How to create a Causal Decision Diagram
The first step to creating a CDD involves identifying the decision you need to make. If you need help to pick an appropriate business decision, click here. Next, you need to get the support of an executive sponsor. Even if they don’t participate in the full CDD process, getting their guidance will make a huge difference. You will need to define a problem statement that the CDD will overcome. Get the executive sponsor to sign this off.
An example decision could be “We are looking to grow the business by 10% in 2021. Should we enter the Chinese market with our technology?”.
Such a decision is inherently complex. As a result, you’ll want to bring together a diverse team with experience that can help make sense of it. The more diverse the team, the better.
Your executive sponsor may need to lay down some ground rules. For example, there might be a maximum budget of $1m available to support the entry into a new market. Unless you knew this before you began modelling, you might create ideas that will never be used. Therefore you should jot all these down and use them to frame the modelling session.
Start building the CDD
The first step in building out the CDD is to identify the outcomes your team wants to achieve. In our case, one of them is stated in the problem – the desire to grow the business by 10% in 2021. Awesome! Next, we need to flesh this out and document other outcomes. For example, we might have an obligation to hit specific environmental targets that are laid down by law. This needs to be documented, as the decision to enter a new market might have an impact on such targets. Finally, there may be other outcomes of importance too, such as maintaining profit margins or protecting Intellectual Property. List them all.
Outcomes alone are not good enough. Once you’ve brainstormed as many as possible, it’s time to get specific. Start by defining measurable goals that you can achieve. Our first example “grow the business by 10% in 2021” is an example of a measurable goal. We’ll know if we achieve it. Define the metrics by which success will be measured.
Flesh out the details
Now you know where you’re going, you can start to document how you’re going to get there. Time for another brainstorming session. In this session your team should list as many levers as possible – options you are in control of and can select that might get you there. For our example, this might include a choice of pricing for the new market. Maybe we need to consider shipping methods or whether to open a factory in that market. List all the potential options that could be used to help.
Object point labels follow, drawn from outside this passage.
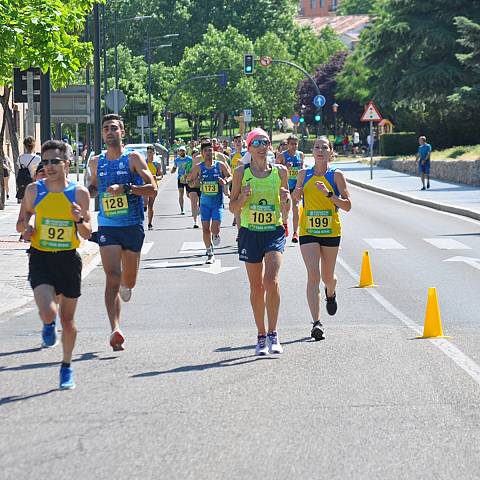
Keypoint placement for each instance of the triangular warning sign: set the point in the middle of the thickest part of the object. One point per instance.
(371, 114)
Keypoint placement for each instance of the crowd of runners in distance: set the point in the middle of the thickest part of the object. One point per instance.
(262, 186)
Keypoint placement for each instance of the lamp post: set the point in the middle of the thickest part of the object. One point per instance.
(335, 110)
(148, 48)
(135, 19)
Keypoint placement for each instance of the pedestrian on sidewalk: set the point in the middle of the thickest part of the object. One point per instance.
(423, 160)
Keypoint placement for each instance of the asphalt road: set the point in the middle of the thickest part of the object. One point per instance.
(189, 400)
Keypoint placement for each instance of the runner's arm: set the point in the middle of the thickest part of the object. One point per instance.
(297, 194)
(238, 195)
(343, 201)
(93, 180)
(81, 209)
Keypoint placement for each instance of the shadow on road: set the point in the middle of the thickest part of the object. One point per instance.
(19, 398)
(232, 362)
(250, 347)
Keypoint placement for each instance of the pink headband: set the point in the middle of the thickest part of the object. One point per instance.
(256, 132)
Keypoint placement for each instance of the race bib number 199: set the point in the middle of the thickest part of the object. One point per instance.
(114, 205)
(319, 222)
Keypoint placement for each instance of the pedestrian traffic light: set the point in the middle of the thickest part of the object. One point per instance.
(248, 63)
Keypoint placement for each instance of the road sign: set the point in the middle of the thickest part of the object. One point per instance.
(371, 114)
(110, 99)
(319, 101)
(265, 61)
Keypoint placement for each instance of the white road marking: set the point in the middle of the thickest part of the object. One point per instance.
(192, 247)
(447, 244)
(473, 262)
(213, 269)
(448, 348)
(173, 264)
(384, 244)
(146, 247)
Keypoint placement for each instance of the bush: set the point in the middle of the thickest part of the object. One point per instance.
(401, 143)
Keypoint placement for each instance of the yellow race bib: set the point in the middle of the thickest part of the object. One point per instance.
(210, 188)
(115, 205)
(56, 234)
(262, 218)
(318, 222)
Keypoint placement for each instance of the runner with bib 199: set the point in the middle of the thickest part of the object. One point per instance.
(259, 192)
(122, 179)
(324, 192)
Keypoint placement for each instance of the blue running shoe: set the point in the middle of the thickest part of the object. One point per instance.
(49, 335)
(66, 378)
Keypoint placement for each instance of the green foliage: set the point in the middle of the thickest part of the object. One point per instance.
(45, 34)
(400, 143)
(356, 7)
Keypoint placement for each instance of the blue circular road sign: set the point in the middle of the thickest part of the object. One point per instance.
(319, 101)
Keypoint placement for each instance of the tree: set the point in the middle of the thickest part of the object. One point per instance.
(356, 7)
(326, 79)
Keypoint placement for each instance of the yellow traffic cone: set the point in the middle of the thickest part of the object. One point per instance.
(432, 327)
(366, 277)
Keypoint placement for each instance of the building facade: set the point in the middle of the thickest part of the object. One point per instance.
(318, 8)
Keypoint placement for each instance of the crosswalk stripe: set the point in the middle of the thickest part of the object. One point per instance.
(384, 244)
(447, 244)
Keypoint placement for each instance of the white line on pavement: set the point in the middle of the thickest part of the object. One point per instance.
(447, 244)
(384, 244)
(448, 348)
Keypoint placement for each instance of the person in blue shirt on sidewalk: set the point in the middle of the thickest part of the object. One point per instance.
(423, 157)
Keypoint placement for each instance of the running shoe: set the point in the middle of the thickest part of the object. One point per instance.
(274, 343)
(125, 293)
(49, 335)
(317, 332)
(331, 303)
(261, 349)
(117, 340)
(66, 378)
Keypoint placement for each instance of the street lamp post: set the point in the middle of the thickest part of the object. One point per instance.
(137, 18)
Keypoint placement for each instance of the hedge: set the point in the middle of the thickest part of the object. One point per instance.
(401, 143)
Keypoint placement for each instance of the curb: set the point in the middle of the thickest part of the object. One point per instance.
(444, 207)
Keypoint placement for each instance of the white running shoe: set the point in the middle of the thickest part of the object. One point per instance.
(125, 293)
(216, 240)
(261, 349)
(274, 343)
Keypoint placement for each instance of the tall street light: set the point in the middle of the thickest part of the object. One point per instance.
(148, 49)
(134, 19)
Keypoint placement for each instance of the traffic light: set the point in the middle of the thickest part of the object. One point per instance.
(248, 63)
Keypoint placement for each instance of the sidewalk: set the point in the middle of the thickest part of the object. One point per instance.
(14, 284)
(448, 197)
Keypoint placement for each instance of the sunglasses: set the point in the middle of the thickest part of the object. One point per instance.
(257, 143)
(52, 161)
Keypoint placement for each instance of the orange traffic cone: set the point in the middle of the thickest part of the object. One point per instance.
(366, 277)
(432, 327)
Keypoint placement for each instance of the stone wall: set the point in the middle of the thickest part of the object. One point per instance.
(456, 171)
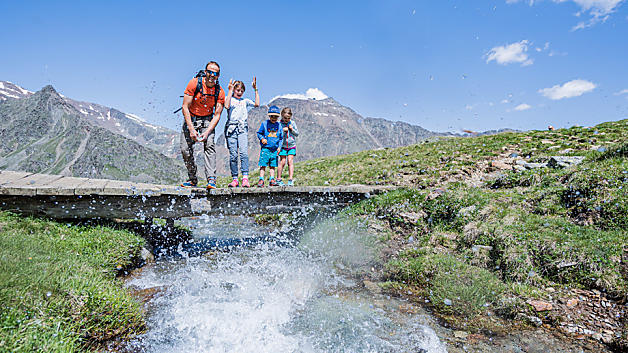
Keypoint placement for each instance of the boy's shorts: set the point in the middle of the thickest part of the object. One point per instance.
(267, 158)
(288, 152)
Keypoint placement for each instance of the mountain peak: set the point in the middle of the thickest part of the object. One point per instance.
(48, 91)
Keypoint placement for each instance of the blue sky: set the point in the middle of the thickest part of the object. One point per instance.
(444, 65)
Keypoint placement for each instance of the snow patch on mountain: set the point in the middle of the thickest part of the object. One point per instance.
(311, 93)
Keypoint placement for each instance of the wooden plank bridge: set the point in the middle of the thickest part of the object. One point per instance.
(64, 197)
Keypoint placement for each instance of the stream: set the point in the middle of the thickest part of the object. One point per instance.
(270, 296)
(243, 287)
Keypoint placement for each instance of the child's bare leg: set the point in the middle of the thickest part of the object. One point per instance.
(290, 166)
(282, 163)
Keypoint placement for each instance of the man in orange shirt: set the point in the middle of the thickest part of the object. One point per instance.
(202, 105)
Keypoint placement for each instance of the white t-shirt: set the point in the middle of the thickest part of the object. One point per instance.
(238, 112)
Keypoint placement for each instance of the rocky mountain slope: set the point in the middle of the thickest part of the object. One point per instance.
(45, 133)
(158, 138)
(327, 128)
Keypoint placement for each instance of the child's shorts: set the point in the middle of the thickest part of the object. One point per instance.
(267, 158)
(288, 152)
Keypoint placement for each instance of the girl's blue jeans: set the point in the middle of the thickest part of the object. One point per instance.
(238, 145)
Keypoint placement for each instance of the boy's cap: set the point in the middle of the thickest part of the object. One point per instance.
(274, 110)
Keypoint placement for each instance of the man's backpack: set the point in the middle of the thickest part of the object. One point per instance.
(199, 88)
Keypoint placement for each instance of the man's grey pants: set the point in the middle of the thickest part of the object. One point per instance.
(209, 149)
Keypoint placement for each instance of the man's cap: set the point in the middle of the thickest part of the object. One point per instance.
(274, 110)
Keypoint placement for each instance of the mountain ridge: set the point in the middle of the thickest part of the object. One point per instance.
(63, 142)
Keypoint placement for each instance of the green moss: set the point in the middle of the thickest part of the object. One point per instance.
(453, 286)
(59, 289)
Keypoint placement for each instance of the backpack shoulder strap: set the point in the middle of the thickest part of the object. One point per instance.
(216, 94)
(199, 85)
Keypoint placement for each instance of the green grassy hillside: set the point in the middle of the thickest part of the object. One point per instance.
(478, 236)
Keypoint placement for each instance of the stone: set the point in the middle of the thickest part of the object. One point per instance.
(435, 193)
(501, 165)
(147, 256)
(412, 217)
(372, 287)
(540, 305)
(519, 168)
(534, 165)
(466, 211)
(461, 334)
(564, 161)
(481, 248)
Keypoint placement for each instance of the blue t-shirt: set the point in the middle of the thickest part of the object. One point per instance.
(273, 134)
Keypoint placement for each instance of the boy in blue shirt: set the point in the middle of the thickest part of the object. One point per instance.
(270, 136)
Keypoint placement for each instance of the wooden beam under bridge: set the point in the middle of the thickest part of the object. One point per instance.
(68, 197)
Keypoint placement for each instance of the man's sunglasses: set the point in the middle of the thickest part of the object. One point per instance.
(212, 73)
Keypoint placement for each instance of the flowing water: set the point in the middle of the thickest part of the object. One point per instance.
(275, 294)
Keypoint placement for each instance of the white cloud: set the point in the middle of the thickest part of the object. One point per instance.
(599, 10)
(569, 89)
(522, 107)
(511, 53)
(311, 93)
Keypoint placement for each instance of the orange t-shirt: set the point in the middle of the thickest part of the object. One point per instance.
(203, 102)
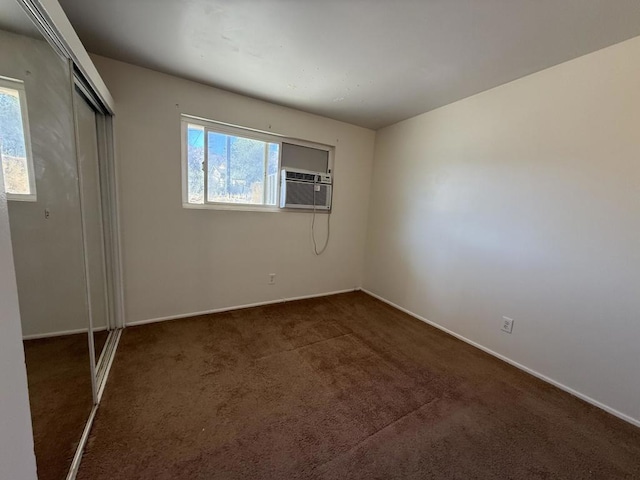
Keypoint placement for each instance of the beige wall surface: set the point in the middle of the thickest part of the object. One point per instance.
(17, 459)
(178, 261)
(524, 201)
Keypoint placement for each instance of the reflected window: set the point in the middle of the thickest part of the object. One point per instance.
(15, 145)
(231, 166)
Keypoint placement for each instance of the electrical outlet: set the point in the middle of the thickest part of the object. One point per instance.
(507, 324)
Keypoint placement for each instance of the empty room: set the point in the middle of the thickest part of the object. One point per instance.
(359, 239)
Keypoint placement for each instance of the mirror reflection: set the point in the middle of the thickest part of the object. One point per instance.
(56, 231)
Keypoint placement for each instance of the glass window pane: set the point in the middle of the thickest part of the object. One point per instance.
(195, 157)
(12, 145)
(272, 174)
(217, 158)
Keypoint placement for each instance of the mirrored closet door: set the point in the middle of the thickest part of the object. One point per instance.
(53, 145)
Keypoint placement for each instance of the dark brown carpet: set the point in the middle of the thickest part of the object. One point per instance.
(60, 397)
(342, 387)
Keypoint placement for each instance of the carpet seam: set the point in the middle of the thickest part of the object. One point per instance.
(346, 452)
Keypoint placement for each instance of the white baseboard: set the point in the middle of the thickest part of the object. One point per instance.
(61, 333)
(237, 307)
(602, 406)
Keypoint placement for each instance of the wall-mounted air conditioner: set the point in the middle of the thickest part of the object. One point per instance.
(305, 189)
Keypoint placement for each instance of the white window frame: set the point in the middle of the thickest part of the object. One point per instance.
(18, 85)
(227, 129)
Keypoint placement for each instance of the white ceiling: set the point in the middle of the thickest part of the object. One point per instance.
(367, 62)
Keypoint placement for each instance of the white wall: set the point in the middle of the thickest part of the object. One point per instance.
(17, 459)
(524, 201)
(179, 261)
(48, 252)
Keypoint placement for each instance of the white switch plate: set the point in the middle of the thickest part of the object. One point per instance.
(507, 324)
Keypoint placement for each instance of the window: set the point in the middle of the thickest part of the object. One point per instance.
(15, 145)
(226, 165)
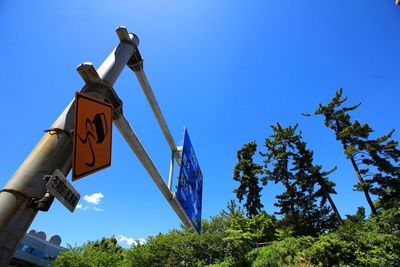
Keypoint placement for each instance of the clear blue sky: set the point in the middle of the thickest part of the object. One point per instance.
(225, 69)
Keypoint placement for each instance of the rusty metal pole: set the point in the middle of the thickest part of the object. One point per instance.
(19, 197)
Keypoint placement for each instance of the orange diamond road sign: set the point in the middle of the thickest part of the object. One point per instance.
(92, 138)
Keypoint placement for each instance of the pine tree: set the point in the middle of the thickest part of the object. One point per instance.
(375, 161)
(246, 173)
(288, 161)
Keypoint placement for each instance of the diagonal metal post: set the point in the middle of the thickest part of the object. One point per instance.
(18, 199)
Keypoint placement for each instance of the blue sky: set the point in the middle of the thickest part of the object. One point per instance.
(226, 70)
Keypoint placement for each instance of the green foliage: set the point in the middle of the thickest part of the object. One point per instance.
(375, 161)
(246, 173)
(287, 252)
(103, 252)
(288, 161)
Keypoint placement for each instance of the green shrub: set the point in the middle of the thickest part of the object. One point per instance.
(289, 251)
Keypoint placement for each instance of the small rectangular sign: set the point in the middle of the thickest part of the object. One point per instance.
(61, 189)
(93, 136)
(190, 185)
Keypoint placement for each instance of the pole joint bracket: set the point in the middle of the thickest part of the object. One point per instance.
(94, 84)
(135, 63)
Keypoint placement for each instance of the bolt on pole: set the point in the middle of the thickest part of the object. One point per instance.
(19, 197)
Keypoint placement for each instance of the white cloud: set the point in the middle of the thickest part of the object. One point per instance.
(93, 198)
(130, 241)
(97, 209)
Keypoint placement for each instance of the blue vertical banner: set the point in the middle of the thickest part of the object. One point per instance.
(190, 185)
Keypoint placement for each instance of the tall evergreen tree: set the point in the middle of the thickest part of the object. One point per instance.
(287, 161)
(246, 172)
(375, 161)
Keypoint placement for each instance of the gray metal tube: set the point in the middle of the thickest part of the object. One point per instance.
(144, 83)
(131, 138)
(54, 151)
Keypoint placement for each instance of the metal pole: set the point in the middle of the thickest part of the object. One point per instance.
(131, 138)
(136, 64)
(171, 171)
(54, 151)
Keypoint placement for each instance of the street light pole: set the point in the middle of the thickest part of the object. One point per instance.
(25, 193)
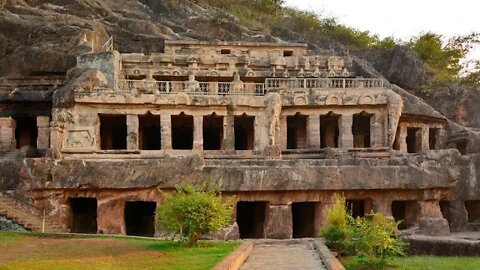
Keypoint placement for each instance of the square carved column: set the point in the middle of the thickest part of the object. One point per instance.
(431, 221)
(166, 131)
(198, 132)
(7, 133)
(43, 129)
(424, 137)
(282, 136)
(228, 133)
(376, 131)
(132, 132)
(346, 135)
(402, 139)
(313, 131)
(278, 222)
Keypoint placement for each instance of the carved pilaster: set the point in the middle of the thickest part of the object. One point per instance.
(166, 131)
(198, 132)
(7, 133)
(346, 135)
(313, 131)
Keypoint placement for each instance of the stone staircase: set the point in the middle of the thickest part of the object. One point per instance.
(27, 215)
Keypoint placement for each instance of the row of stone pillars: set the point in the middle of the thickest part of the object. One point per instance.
(428, 217)
(345, 124)
(8, 134)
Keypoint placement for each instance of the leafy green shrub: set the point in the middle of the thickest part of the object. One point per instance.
(373, 239)
(193, 211)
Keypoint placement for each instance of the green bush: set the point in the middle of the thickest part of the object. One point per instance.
(373, 240)
(194, 211)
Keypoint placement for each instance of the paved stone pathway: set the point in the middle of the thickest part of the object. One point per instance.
(283, 254)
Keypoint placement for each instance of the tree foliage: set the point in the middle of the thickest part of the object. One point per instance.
(373, 239)
(194, 211)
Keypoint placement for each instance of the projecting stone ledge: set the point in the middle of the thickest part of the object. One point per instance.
(439, 169)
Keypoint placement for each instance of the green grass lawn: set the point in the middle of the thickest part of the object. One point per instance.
(425, 263)
(33, 251)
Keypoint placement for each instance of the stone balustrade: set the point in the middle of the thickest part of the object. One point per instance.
(242, 88)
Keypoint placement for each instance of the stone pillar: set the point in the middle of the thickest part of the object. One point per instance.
(283, 132)
(376, 128)
(313, 131)
(346, 135)
(7, 133)
(402, 139)
(132, 132)
(166, 131)
(110, 216)
(228, 133)
(431, 221)
(278, 222)
(320, 217)
(198, 132)
(424, 137)
(43, 129)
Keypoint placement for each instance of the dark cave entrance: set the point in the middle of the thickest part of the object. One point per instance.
(414, 139)
(361, 130)
(140, 218)
(244, 132)
(303, 219)
(297, 131)
(26, 131)
(113, 132)
(329, 130)
(182, 131)
(83, 217)
(251, 219)
(149, 132)
(212, 132)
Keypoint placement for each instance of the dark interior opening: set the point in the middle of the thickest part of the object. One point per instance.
(445, 209)
(303, 219)
(297, 131)
(26, 131)
(414, 140)
(149, 132)
(182, 131)
(361, 130)
(212, 132)
(287, 53)
(398, 213)
(356, 208)
(405, 211)
(433, 138)
(473, 210)
(462, 147)
(113, 132)
(244, 132)
(83, 218)
(140, 218)
(251, 219)
(329, 130)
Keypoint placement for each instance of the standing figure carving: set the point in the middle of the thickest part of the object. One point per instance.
(274, 109)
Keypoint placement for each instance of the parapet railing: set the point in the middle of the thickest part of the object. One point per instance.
(108, 46)
(242, 88)
(319, 83)
(26, 204)
(192, 88)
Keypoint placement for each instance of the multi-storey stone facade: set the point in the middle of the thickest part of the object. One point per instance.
(279, 127)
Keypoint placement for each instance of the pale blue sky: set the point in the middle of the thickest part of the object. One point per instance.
(401, 19)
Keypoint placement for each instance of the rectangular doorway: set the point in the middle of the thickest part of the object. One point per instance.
(251, 218)
(83, 215)
(140, 218)
(303, 219)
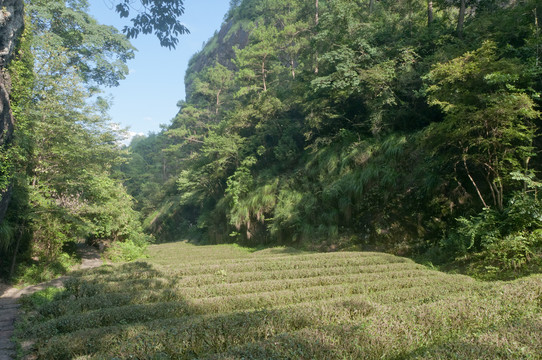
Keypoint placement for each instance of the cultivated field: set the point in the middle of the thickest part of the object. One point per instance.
(225, 302)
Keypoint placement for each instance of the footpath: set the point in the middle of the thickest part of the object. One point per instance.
(9, 301)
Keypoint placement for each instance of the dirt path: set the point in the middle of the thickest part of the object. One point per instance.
(9, 300)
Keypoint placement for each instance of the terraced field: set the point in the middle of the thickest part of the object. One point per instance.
(225, 302)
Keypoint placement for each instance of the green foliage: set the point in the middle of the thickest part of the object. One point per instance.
(507, 240)
(162, 18)
(41, 298)
(64, 146)
(357, 124)
(45, 270)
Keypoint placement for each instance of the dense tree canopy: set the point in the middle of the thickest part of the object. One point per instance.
(389, 124)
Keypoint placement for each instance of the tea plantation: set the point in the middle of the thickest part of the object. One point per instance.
(226, 302)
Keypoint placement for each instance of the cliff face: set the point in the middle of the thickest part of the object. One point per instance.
(220, 48)
(11, 25)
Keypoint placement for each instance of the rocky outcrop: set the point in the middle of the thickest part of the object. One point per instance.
(220, 48)
(11, 26)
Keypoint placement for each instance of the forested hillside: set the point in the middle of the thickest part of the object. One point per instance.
(408, 126)
(56, 168)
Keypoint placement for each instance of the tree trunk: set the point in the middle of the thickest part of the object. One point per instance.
(461, 18)
(11, 26)
(316, 20)
(14, 260)
(429, 12)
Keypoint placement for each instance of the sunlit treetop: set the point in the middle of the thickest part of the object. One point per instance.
(160, 17)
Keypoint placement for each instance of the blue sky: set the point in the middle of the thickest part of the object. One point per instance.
(148, 96)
Lastly, you’ll need to identify “Externals”. These are things beyond your control that may impact your decision. Covid-19 is an example of an External change that could dramatically impact your decision. Whilst it’s not possible to predict them all, your team can list as many as possible in this session.
Stitching the CDD together
Once you’ve got a great list of Levers, Externals, Outcomes and Measurable Goals you can begin to stitch them together. These are the links mentioned in Lorien’s book. This is when your team must use their experience and knowledge to bring the Causal Decision Diagram together. For example, one of your team members might know the competitor’s price point in China is $50. Your own price point to manufacture the goods might be $30. You then have a lever to choose whether to ship products from your existing plants or a lever to set up a new plant in China to supply the goods locally.
As you consider these two levers, you need to link them to the outcomes and goals your team defined. Shipping goods in from an existing plant may cost $10 per unit, meaning you can make a 20% profit margin (above your goal). At the same time, the carbon footprint of shipping may negatively impact your environmental targets. This might take this option off the table.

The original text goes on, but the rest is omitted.